INTERVIEW:
Question 1
Hewlett Packard is a pioneering company in Silicon Valley and the research labs have a key
role. Can you give us a short history of this corporate lab?
Answer
Hewlett Packard is about 56 years old. Hewlett Packard laboratories, the central research
organization, is 30 years old this year. The purpose of the laboratories is to try to
develop new innovations in technology that can help companies to be more successful in
their current business and to try to help new inventions which can create new businesses.
Question 2
Networking is still a core business for Hewlett Packard, so what are the latest important
improvements in fiber optics and transmitters that have come from your laboratory?
Answer
In the Hewlett Packard laboratories we work a great deal on many types of networking. We
were the inventors of the use of twisted telephone wires to do 10 million bits of
information per second, then we improved that to 100 million bits per second. Today we are
doing experiments on fiber optic networks which are many times faster than that. Several
billion bits of information per second exist on our experimental networks, and we think we
will use some of this technology to connect parts of our computers together. One day we
think that some of these components will be used in the fiber optic backbones which are
being built. We also work on wireless transmission, both optical and microwave, in order
to make it possible to connect more people to technology more easily and at lower cost.
Question 3
Are you working on ATM technology?
Answer
Yes, we are experimenting with ATM or asynchronous transfer mode, a very interesting type
of switching system in our Bristol, England laboratories, where we are looking both at the
use of ATM for long distance communications but also as one possible way of working on
local area networking.
Question 4
What do you think about the problem of the last mile? Will fiber optics arrive to the home
or will they be used only for the backbone?
Answer
I think will take a very long time for fiber optics to reach the last mile. We like to
think of it as the first mile because we think the miles ought to start with the customer
and not with the network. We are looking at some alternatives to that, working with some
of the telephone companies. And one of the interesting ones is to use very high frequency
microwave transmission for that first mile, so that there would be a wireless connection
to a hub for say 500 homes or for a hospital or for a school and from there on use the
fiber optic for the backbone, because while there are many advantages to fiber optics it
is extremely expensive and hard to install, and so we are looking for less expensive
alternatives at least for the next 5 to 10 years.
Question 5
What is the Smart Valley project and what are the results so far?
Answer
Smart Valley is an experiment using public and private information systems. It has been
surprisingly successful in that there are around 200 companies now collaborating in quite
a number of interesting ventures. Some are looking at commercial ventures, selling things
over the Internet connecting to their customers, a kind of an on-line shopping center.

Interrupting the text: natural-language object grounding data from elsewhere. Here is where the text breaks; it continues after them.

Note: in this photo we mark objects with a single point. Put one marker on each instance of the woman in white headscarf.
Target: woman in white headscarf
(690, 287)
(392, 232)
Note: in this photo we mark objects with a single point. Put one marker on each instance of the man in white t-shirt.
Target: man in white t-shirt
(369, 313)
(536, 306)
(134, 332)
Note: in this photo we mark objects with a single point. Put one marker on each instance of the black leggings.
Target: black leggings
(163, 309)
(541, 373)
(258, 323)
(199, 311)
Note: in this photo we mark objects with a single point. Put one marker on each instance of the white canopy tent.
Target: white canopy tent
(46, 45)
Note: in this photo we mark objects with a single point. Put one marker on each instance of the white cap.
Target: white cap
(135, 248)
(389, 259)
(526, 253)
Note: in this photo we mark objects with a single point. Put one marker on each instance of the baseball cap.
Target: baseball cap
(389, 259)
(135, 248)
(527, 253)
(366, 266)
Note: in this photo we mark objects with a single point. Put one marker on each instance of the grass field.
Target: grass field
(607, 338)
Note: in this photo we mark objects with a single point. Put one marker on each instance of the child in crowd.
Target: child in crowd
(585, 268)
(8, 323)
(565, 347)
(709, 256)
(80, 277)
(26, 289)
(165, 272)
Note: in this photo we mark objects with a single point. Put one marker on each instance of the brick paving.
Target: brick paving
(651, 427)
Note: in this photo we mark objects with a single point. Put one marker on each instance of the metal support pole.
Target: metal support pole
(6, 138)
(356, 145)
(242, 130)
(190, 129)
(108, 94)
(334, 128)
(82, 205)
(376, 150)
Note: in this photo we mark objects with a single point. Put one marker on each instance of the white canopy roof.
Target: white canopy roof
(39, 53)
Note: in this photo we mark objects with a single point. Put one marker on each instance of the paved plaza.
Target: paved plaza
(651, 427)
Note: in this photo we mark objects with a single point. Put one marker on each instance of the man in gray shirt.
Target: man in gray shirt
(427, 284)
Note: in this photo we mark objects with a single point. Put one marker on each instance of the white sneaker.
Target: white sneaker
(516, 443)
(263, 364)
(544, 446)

Others are using it for getting at some very interesting kinds of information. For
example, we have a digital atlas, a set of maps, that are on-line, which are being by
companies such as the utility companies to locate where some of their facilities are.
There are some medical experiments taking place and a great many other kinds of
interesting experiments.
Question 6
Hewlett Packard is also working to improve tele-medicine and tele-surgery. What are the
latest technologies in these fields?
Answer
Tele-medicine is something we are very interested in. The trends today is to have people
not stay in hospital for nearly so long, to let them out of that environment where they
can get quite sick from all the infectious diseases and finish their treatment at home. So
we are looking at the development of some instruments that would be reliable enough that
people could use them after they have had serious surgery or after they have been treated
for cancer. We are also looking at a lot of new technologies to prevent people from having
to go into the hospital at all, to find out about diseases, for example genetic diseases,
before they occur so that we could treat them preventively. Among the technologies we are
looking at are new types of sensors that will look at the DNA molecules of a person and
try to determine what types of diseases they might have inherited or that they might be
sensitive to.
Question 7
Can you explain the Magellan project?
Answer
Magellan is a new video that we have made. It's intended to show the way engineers are
doing design and manufacturers and business managers might cooperate at many different
locations across the globe designing a product which requires a lot of teams to work
together on a very short time scale. We named it Magellan after the Portuguese navigator
who was the first one to circumnavigate the globe. We think that for many companies
business in the next century will be global and that they will have to pay attention to
working across great distances with people from many different enterprises. So Magellan
tries to show - using projections of technologies we have today, but which are not yet
ready for the kind of use that I've just mentioned, - how people might work together in
the year 2000 and the way in which manufacturing and engineering could be blended using a
mixture of virtual reality, Internet-style public networking, on-line video, predictive
engineering design, and many other techniques that will make the computer a more useful
and easier to use tool for people who are trying to cooperate with other people far away.